FIG. 15 shows a schematic block diagram of the power module 20 according to an embodiment of the present disclosure. The power module described in FIG. 15 can be used to perform the above method 100 and method 200.

As shown in FIG. 15, the power module 20 may include a processor 151 and a memory 152. The processor 151 is coupled to a memory 152 through a communication bus, and the memory 152 has stored thereon instructions which, when executed by the processor 151, cause the method 100 and the method 200 to be performed.

Examples of the processors 141 and 151 include microprocessors, microcontrollers, digital signal processors (DSP), field programmable gate arrays (FPGA), programmable logic devices (PLD), state machines, gating logics, discrete hardware circuits, and other suitable hardware configured to perform various functions described in the present disclosure.

The processors 141 and 151 may execute software. The software should be broadly understood as instructions, instruction sets, codes, code segments, program codes, programs, sub-programs, software modules, application programs, software application programs, software packages, routines, subroutines, objects, executable programs, execution threads, procedures, functions, etc., whether being referred to as software, firmware, middleware, microcode, hardware description language or the like. The software may reside in the memories 142 and 152.

The memories 142 and 152 can be non-transitory computer-readable medium. By way of example, the non-transitory computer-readable medium includes magnetic storage device (e.g., hard disk, floppy disk, and magnetic stripe), optical disk (e.g., compact disk (CD) or digital versatile disk (DVD)), smart card, flash memory device (e.g., card, stick or key drive), random access memory (RAM), read-only memory (ROM), programmable ROM (PROM), erasable PROM (EPROM), and electrically erasable PROM (EEPROM). The memories 142 and 152 may be respectively located in the processor 141, outside the processor 151, or distributed in a plurality of entities including the processor 141 and the processor 151. The memories 142 and 152 may be contained in a computer program product. For example, the computer program product may include a computer-readable medium in a packaging material. Those skilled in the art will recognize how to realize the functions described in the present disclosure according to the specific application and the overall design constraints imposed on the entire system.

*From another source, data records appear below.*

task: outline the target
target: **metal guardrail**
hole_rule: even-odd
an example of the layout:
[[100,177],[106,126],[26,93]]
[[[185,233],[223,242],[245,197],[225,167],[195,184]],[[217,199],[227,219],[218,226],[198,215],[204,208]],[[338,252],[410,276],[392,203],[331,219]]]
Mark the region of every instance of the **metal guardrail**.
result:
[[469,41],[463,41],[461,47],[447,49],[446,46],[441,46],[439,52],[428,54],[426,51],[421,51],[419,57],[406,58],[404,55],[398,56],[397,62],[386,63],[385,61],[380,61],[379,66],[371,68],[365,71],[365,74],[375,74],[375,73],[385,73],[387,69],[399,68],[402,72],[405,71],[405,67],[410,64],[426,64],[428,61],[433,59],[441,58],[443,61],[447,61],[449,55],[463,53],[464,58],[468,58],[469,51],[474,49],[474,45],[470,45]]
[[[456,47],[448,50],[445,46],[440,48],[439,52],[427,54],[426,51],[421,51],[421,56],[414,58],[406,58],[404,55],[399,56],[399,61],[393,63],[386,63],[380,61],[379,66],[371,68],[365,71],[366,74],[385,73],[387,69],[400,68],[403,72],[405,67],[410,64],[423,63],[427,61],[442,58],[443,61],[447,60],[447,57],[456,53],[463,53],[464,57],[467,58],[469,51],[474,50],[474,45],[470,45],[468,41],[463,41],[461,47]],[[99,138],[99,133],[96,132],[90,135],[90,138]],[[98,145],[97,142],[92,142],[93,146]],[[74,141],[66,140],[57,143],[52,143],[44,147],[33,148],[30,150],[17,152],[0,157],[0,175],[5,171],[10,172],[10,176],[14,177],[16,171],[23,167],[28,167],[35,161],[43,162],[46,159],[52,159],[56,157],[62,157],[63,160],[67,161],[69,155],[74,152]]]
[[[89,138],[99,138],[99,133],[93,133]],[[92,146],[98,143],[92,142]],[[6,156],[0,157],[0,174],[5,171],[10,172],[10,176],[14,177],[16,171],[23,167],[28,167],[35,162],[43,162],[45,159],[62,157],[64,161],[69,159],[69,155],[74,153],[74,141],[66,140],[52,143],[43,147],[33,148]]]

It should be understood by those skilled in the art that the above specific embodiments are only examples rather than limitations, and various modifications, combinations, partial combinations and substitutions can be made to the embodiments of the present disclosure according to design requirements and other factors, as long as they are within the scope of the appended claims or their equivalents, that is, they belong to the scope of the claims to be protected by the present disclosure.